This means that the arithmetic operations provided by this module do not overflow. If an operation would produce an integer x greater than 2 ^ 62 - 1, it is saturated to this value. Similarly, if an operation would produce a negative integer, it outputs zero instead.
This saturation arithmetic is used to monitor gas levels. While the gas model can produce values beyond 2^62 - 1, there is no point in distinguishing these values from 2^62 - 1 because the amount of gas available is significantly lower than this limit.

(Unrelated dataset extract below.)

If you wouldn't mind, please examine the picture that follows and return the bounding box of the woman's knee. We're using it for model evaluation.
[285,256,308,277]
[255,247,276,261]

Notice that most saturation arithmetic operations do not behave as their standard counterparts when one of their operands is saturated. For instance,
(saturated + saturated) - saturated = 0
For more information about saturation arithmetic, take a look at:
mul_safe x returns a mul_safe t only if x does not trigger overflows when multiplied with another mul_safe t. More precisely, x is safe for fast multiplications if x < 2147483648.
sub x y behaves like subtraction between native integers as long as its result stay positive. Otherwise, sub returns zero. This function assumes that x is not saturated.
ediv x y returns x / y. This operation never saturates, hence it is exactly the same as its native counterpart. y is supposed to be strictly greater than 0, otherwise this function raises Division_by_zero.
When a saturated integer is sufficiently small (i.e. strictly less than 2147483648), we can assign it the type mul_safe S.t to use it within fast multiplications, named S.scale_fast and S.mul_fast.
The following function allows such type assignment but may raise an exception if the assumption is wrong. Therefore, mul_safe_exn should only be used to define toplevel values, so that these exceptions can only occur during startup.
mul_safe_of_int_exn x is the composition of of_int_opt and mul_safe in the option monad. This function raises Invalid_argument if x is not safe. This function should be used on integer literals that are obviously mul_safe.